A heavy fighter derived from a light bomber, the Bristol Beaufighter entered service in the summer of 1940 and by the end of the war nearly 6000 of them had been produced, proving highly effective over both land and sea. This is an incredible record for an aeroplane that was designed in a hurry and was incapable of performing the role for which it was originally intended. However, the Beaufighter, or ‘Beau’ as it was commonly known, had the good fortune to be in the right place at the right time, benefitting from new technology that helped it to adapt.

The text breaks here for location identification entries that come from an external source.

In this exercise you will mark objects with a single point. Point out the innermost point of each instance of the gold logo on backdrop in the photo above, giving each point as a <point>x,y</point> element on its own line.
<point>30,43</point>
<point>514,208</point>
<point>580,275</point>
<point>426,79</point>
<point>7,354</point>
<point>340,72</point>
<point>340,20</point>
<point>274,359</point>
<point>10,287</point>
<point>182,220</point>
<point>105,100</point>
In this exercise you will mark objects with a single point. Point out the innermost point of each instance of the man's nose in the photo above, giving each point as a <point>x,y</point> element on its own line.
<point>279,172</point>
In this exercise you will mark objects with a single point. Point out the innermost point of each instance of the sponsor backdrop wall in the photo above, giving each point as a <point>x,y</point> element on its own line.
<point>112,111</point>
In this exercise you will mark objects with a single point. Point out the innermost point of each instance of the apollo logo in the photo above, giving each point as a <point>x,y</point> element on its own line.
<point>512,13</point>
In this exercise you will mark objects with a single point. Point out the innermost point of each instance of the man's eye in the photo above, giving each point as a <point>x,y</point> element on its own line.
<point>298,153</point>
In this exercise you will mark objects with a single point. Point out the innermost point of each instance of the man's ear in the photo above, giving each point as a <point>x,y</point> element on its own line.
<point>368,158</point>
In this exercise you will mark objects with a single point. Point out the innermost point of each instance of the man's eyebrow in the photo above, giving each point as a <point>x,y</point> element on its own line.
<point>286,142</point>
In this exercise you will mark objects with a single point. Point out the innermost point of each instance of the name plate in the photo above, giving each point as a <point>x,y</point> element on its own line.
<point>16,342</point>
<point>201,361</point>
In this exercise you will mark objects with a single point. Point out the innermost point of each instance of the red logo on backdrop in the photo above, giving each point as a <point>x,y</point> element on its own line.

During the late 1930s most major powers identified the need for heavy fighters, which could either be employed as long range bomber escorts or operate in a defensive role as bomber destroyers. Westland developed the Whirlwind, but problems with its Rolls-Royce Peregrine engine delayed production. As a result, the RAF needed something in a hurry and the Bristol Aircraft Company suggested a variant of their Beaufort Torpedo bomber, which had evolved from their Blenheim light bomber. Ordered in February 1939, the prototype Beaufighter flew in July of the same year and within 12 months Beaufighters were rolling off the production lines, just as the Battle of Britain was raging.
Unfortunately, like Germany’s Messerschmitt Bf110 and Japan’s Kawasaki Ki-45, the Beau was considerably slower than single engine fighters (its top speed was 320mph, compared to 398mph for the Messerschmitt Bf109 and 408 mph for the Focke-Wulf Bf190) rendering it useless for defending RAF bombers during daylight raids or attacking Luftwaffe squadrons protected by a fighter screen. In fact the only heavy fighter with sufficient speed and manoeuvrability for these tasks was the American Lockheed P-38 Lightning.
However, the Beaufighter’s introduction coincided with the release of the British Airborne Interception radar units for night fighters. With plenty of space in its nose cone and fuselage, and armed with four 20mm cannons, the Beau became the RAF’s primary night fighter until late 1943, when it was replaced by the Mosquito.
In another twist of fate, Coastal Command took delivery of Beaufighters and discovered that, once armed with a torpedo or the 60lb RP-3 rockets, they were much better suited to anti-shipping duties than the Beauforts that were actually designed for that task. More than 2000 variants (TF X Torpedo Fighters) were built, making this the most numerous type of Beaufighter.
But it would be in the Pacific where the Beaufighter’s reputation was forged, this time as a ground attack aircraft used for high-speed low-level attacks on Japanese lines of communication. Its Hercules engine had sleeve valves, which were much quieter than the more common poppet type and it was rumoured that as a result enemy soldiers could not hear a Beau approaching at speed, only becoming aware once under attack, only hearing the ‘whisper’ of the engine as it flew away. Impressionable war correspondents reported that the Japanese had nick-named the Beaufighter ‘whispering death’ although it is now believed that this title was invented by British pilots to parody clichéd press reports.
After the war the Beaufighter found new employment, as a target tug, working until 1960, proving that this most versatile aeroplane was exceptionally good at virtually anything apart from the job for which it was designed!